2. Salvo o devido respeito, não concordamos com a sentença do tribunal a quo.
3. Não concordamos com as medidas de acompanhamento educativo e imposições de regras de conduta aplicadas à jovem segundo o art.º 4.º, n.º 1, al. 6), art.º 21.º e art.º 23.º da Lei n.º 2/2007; e entendemos que a sentença feita pelo tribunal a quo violou o art.º 1.º, n.º 2, art.º 4.º, n.º 1, al.s 4) e 6), art.º 21.º, art.º 23.º e art.º 63 da Lei n.º 2/2007 Regime Tutelar Educativo dos Jovens Infractores.
4. De acordo com os factos constantes dos autos, não há qualquer prova de que a jovem provocou incêndio, explosão ou outros perigos previstos pelo supracitado art.” 264.º do CPM.

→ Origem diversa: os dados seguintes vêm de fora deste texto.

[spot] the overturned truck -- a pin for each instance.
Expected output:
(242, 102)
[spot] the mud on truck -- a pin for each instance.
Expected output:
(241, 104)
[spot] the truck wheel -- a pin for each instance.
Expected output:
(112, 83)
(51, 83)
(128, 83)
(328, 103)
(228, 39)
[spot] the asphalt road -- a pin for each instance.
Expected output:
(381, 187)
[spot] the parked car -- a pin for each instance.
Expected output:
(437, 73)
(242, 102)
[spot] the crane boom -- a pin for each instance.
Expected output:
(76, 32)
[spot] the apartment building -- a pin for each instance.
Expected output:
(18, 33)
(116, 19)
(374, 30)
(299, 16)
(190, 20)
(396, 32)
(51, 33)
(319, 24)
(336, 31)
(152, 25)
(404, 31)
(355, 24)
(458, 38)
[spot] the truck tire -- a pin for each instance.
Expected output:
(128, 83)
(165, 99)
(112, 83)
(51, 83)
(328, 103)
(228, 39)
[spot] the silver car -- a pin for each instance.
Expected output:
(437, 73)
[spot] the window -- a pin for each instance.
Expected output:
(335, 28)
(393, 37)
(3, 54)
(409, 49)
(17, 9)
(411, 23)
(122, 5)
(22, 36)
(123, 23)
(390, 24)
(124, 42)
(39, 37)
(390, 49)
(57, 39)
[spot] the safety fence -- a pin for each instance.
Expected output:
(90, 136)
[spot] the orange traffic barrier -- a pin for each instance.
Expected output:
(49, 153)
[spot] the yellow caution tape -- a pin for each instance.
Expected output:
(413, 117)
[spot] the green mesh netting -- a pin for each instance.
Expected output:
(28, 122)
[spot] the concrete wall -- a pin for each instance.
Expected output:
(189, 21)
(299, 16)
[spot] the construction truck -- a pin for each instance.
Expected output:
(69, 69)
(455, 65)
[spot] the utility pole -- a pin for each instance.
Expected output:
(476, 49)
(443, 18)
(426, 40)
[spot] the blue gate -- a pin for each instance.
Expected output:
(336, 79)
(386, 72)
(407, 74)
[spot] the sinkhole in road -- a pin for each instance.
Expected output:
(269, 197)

5. O tribunal a quo também não provou qualquer facto concreto que constitui o crime referido no supracitado artigo, e só não exclui a possibilidade de que a conduta da jovem constituísse crime de fogo posto. Ao abrigo dos dispostos no art.º 63.º, n.º 1, al. 2) e art.º 2.º da Lei n.º 2/2007 - Regime Tutelar Educativo dos Jovens Infractores, a sentença deve conter factos provados e não provados, bem como a indicação dos factos imputados ao jovem e sua qualificação jurídica. Porém, a sentença feita pelo tribunal a quo não dispõe dos supracitados requisitos.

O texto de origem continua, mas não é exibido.